Entscheidungsstichwort (Thema)
Sozialhilfe. Eingliederungshilfe. Teilhabe am Leben in der Gemeinschaft. Hilfen zur Teilhabe am gemeinschaftlichen und kulturellen Leben. Förderung der Begegnung und des Umgangs mit nichtbehinderten Menschen. Kosten einer Begleitperson für eine Gemeinschaftsreise
Leitsatz (amtlich)
1. Im Rahmen der Eingliederungshilfe können nach §§ 53 ff SGB XII iVm § 58 SGB IX Leistungen für Gemeinschaftsreisen in Form der Übernahme der Kosten für eine private Begleitperson in angemessener Höhe beansprucht werden.

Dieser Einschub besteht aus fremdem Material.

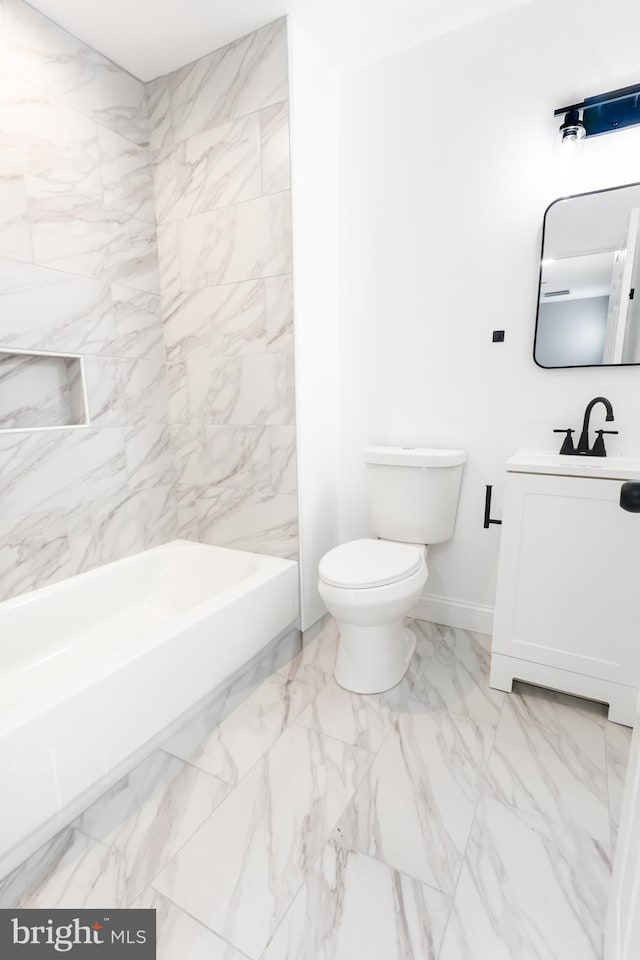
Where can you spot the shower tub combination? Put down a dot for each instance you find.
(97, 669)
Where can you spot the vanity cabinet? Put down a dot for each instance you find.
(567, 610)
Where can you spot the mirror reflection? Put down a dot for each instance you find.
(588, 308)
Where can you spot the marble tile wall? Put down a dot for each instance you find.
(220, 144)
(79, 274)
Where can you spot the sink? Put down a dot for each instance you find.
(614, 468)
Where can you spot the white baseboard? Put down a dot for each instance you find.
(455, 613)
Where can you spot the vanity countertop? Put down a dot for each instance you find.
(612, 468)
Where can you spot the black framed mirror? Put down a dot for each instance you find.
(589, 292)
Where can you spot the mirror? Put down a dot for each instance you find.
(589, 294)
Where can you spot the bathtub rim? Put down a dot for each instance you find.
(46, 696)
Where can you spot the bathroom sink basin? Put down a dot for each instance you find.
(614, 468)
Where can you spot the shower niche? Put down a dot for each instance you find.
(41, 391)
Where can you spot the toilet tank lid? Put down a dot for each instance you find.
(414, 456)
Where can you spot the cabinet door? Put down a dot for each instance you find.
(569, 577)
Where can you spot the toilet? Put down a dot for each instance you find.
(370, 585)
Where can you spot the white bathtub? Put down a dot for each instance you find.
(94, 668)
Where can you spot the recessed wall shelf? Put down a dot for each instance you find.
(41, 391)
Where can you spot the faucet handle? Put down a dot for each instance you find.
(598, 447)
(567, 444)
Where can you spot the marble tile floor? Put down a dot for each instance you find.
(442, 820)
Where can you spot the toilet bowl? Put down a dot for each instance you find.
(370, 586)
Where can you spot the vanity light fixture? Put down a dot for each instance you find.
(604, 113)
(572, 128)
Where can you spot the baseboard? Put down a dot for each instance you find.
(455, 613)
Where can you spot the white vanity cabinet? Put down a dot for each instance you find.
(567, 610)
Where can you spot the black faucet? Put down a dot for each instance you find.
(598, 449)
(582, 450)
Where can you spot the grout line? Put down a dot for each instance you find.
(204, 926)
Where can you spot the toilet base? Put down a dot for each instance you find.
(373, 659)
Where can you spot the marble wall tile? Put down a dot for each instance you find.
(106, 528)
(76, 197)
(279, 307)
(80, 235)
(169, 268)
(41, 52)
(243, 242)
(45, 309)
(35, 392)
(43, 138)
(187, 512)
(235, 80)
(126, 176)
(212, 169)
(274, 141)
(122, 391)
(34, 552)
(159, 110)
(254, 850)
(234, 458)
(157, 507)
(220, 145)
(249, 520)
(59, 469)
(404, 918)
(15, 233)
(248, 390)
(178, 393)
(148, 453)
(283, 459)
(137, 324)
(216, 322)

2. Für die Annahme einer Gemeinschaftsreise in diesem Sinne ist es erforderlich, dass der Reise in der Planung ein Gemeinschaftsanteil im Sinne der Begegnung von behinderten und nicht behinderten Menschen innewohnt.
3. Es ist dabei nicht erforderlich, dass ein zuvor erstelltes sozialpädagogisches Konzept einer Reise vorliegt (wohl aA SG Düsseldorf vom 12.11.2010 - S 17 SO 109/09 = SAR 2011, 40).
Tenor
1. Der Bescheid vom 16.04.2012 in Gestalt des Widerspruchsbescheides vom 23.08.2012 wird aufgehoben und der Beklagte wird verpflichtet, dem Kläger 899 € an Leistungen der Eingliederungshilfe anlässlich einer F. -Reise vom 09.05. bis 14.05.2012 zu zahlen.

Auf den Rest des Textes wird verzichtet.